From: Gregory Farnum
Date: 2014-07-04 01:02
To: baijia...@126.com
CC: ceph-users
Subject: Re: [ceph-users] RGW performance test , put 30 thousands objects to 
one bucket, average latency 3 seconds
It looks like you're just putting in data faster than your cluster can
handle (in terms of IOPS).
The first big hole (queue_op_wq->reached_pg) is it sitting in a queue
and waiting for processing.
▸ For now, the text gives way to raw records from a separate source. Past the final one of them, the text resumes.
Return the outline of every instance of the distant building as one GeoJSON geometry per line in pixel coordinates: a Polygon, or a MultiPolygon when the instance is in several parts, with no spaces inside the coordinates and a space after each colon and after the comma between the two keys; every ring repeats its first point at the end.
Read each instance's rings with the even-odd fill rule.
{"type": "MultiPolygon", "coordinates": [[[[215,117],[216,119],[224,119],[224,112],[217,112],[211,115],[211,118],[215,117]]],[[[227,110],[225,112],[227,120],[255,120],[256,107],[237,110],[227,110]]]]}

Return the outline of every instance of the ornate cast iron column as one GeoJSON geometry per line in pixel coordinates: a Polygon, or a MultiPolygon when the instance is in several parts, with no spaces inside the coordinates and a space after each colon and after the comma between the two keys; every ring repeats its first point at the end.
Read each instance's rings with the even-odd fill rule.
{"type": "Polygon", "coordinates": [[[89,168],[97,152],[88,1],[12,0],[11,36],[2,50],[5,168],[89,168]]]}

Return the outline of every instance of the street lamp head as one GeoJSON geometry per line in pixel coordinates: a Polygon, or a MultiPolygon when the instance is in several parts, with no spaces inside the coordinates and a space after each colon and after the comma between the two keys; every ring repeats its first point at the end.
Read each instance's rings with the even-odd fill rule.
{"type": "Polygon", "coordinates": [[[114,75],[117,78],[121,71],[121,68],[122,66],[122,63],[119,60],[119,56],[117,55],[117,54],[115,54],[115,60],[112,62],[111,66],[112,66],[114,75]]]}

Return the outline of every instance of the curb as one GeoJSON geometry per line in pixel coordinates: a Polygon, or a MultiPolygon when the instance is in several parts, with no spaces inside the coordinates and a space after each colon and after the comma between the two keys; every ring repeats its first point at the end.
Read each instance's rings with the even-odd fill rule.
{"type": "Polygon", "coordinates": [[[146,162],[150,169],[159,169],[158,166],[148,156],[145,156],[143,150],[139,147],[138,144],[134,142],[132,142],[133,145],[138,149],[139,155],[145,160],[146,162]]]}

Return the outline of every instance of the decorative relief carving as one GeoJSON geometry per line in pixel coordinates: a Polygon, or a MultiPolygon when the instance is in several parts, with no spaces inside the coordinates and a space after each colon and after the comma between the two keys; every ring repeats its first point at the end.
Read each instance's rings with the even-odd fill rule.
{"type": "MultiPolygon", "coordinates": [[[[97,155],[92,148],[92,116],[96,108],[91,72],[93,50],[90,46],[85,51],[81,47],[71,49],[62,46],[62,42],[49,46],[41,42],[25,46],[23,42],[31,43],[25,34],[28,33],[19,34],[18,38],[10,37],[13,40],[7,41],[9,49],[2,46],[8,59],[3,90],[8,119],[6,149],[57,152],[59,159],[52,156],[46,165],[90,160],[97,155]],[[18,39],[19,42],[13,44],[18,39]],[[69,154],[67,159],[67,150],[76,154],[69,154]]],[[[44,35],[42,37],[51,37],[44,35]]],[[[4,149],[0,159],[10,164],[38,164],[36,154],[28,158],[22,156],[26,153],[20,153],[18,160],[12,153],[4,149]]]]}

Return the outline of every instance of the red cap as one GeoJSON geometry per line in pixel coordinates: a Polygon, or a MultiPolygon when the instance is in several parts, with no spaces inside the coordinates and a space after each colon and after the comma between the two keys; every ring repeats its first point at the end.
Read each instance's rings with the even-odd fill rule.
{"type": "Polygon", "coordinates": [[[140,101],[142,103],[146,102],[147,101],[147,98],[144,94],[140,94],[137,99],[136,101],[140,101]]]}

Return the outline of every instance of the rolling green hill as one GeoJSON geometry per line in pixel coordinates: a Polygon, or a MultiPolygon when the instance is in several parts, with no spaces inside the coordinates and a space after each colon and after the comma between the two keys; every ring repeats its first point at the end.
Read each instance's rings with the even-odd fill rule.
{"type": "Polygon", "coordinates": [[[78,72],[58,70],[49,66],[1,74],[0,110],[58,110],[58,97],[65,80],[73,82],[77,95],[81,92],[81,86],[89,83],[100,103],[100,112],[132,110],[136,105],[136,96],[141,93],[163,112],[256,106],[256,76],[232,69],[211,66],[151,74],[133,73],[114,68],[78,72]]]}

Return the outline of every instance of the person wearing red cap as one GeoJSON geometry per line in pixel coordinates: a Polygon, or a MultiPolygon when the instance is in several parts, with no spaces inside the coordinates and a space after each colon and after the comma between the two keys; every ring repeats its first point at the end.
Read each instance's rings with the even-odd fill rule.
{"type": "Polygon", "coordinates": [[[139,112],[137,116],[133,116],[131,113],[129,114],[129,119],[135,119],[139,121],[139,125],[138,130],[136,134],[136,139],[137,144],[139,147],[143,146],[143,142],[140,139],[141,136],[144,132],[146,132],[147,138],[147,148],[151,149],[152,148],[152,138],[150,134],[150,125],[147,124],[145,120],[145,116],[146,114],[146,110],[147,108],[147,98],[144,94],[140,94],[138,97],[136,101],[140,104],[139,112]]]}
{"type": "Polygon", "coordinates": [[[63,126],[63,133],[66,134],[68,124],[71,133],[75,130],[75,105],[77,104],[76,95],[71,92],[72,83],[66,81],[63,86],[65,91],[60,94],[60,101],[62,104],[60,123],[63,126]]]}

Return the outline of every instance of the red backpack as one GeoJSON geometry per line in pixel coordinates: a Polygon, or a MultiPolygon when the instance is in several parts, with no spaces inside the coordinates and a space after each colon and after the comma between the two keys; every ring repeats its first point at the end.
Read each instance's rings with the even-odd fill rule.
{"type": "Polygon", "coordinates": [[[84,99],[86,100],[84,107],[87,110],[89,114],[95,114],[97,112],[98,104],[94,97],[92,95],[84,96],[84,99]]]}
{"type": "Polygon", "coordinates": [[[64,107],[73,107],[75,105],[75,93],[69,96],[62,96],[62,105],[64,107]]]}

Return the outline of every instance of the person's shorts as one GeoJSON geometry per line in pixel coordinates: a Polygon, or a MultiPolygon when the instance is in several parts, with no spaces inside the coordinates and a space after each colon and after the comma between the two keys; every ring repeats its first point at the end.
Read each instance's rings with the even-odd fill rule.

The second parallel blocks are
1) write_thread_in_journal_buffer->journaled_completion_queued, and
that is again a queue while it's waiting to be written to disk,
2) waiting for subops from [19,9]->sub_op_commit_received(x2) is
waiting for the replica OSDs to write the transaction to disk.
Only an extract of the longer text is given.